Gazeteci Gürkan Hacır’ın, CHP önceki dönem Genel Başkanı Kemal Kılıçdaroğlu hakkında ‘siyasi yasak ve hapis’ istemiyle açılan ve görülen davaya ait sorusunu yanıtlayan Lider Seçer, Türkiye’nin yargı sistemi ile ilgili herkesin endişesi olduğunu belirterek “Sayın Kılıçdaroğlu, 13 yıllık genel başkanlığı süresi içerisinde iktidara dair değerlendirmeleri, dava konusu olarak karşısına çıkmış. Bize de yaraşan onun yanında durmak ona destek vermek. Kendisinin o gün yaptığı değerlendirmeler bugün hala güncelliğini koruyor. Biz mahkemede yanındaydık. Savunması manifesto niteliğindeydi ‘Ben cürüm işlediğim için değil, aksine kabahat işleyenleri burada kayda aldırmak, tarihe not düşmek ve hesap sormak için geldim’ dedi. Çok hoş bir savunmaydı ve tarihe not düştü” diye konuştu.
“İktidarın yargı üzerinden beni vazifemden alma hakkı yok”
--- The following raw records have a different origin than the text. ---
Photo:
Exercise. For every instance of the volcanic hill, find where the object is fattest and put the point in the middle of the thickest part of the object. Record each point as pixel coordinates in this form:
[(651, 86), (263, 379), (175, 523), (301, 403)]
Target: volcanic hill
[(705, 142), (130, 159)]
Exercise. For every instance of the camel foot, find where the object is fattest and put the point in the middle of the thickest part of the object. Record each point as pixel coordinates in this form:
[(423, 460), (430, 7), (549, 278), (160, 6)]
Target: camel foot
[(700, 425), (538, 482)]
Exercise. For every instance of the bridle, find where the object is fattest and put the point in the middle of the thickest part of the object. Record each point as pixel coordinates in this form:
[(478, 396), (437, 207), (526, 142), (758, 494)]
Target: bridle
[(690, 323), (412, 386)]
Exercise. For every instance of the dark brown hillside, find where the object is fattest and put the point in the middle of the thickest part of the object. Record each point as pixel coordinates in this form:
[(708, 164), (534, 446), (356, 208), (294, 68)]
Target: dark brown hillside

Ülke gündeminde önemli bir yer tutan kayyum meselesine ilişkin konuşan ve en son Tunceli ve Ovacık belediyelerine de kayyum atanmaları hakkında değerlendirmelerde bulunan Seçer, sürecin yürütülme şeklinin hukuka aykırı olduğuna dikkat çekti. Seçer, “Bir belediye başkanı olarak benim suç sürece özgürlüğüm yok ancak iktidarın da sudan sebeplerle mesnetsiz münasebetlerle ve siyasi kararlarla yargı üzerinden beni vazifemden alma hakkı yok. Benim söylemek istediğim bu. Parlamentoda daha sert reaksiyonlar göstereceğiz. Bunu daima Türkiye’nin kamuoyu gündeminde tutarak unutturmamamız ve hafızlara kazımamız lazım” dedi.
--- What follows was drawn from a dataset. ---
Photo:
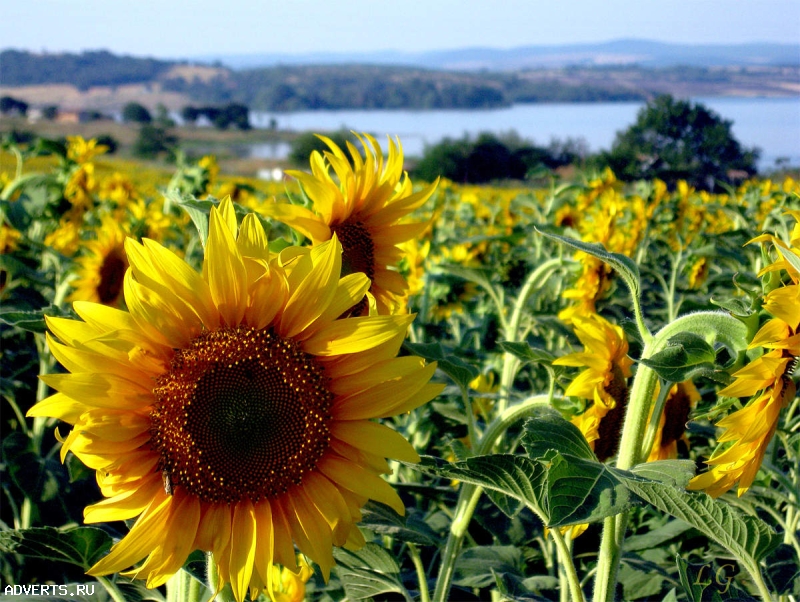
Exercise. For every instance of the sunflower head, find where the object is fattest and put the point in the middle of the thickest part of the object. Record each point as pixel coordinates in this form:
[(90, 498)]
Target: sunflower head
[(364, 201), (232, 410), (101, 268)]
“Konserler de devam edecek, ulusal bayramlar da kutlanacak”
Son günlerde kamuoyunda gündeme gelen belediyelerin düzenlediği konserlerin bütçesine ait tartışmalarla ilgili soru üzerine de Seçer, toplum üzerinde bu tıp aktifliklerin yalnızca CHP’li belediyeler tarafından yapıldığına ait bir algı yaratılmak istendiğine vurgu yaptı. Seçer şunları söyledi:
“Bir de Cumhur İttifakı’na mensup belediyelere bakın. Kendilerinin ideolojik sanatkarları vardır, onlar her sene getirilir. Büyükşehir belediyeleri artık rengarenk bir kent yaratma uğraşında. Sanatın ideolojisi olmaz. Bakın sonuna kadar konser, şenlik yapacağım. Ulusal bayramları bundan sonra daha çok coşkulu kutlayacağız. Biz hiçbir şeyden korkmuyoruz. Denetlenelim, hiçbir dert yok. Konserler de devam edecek, ulusal bayramlar da kutlanacak. Bizim üzere çok kozmopolit yerlerde toplumu bir ortaya getiren en değerli ögelerden bir tanesi de etkinliklerdir. Hem sosyoekonomik hem sosyokültürel olarak farklı yapıda insanları bir ortaya getiriyorsunuz. Biz diyoruz ki Mersin üzere bir yerde, madem küçük Türkiye olarak tanımlıyoruz, toplumsal barışı tesis etmeniz lazım. Bunun en âlâ yollarından bir tanesi insanları bir ortaya getirecek etkinlikler yapmaktır. Onun için önemsiyorum.”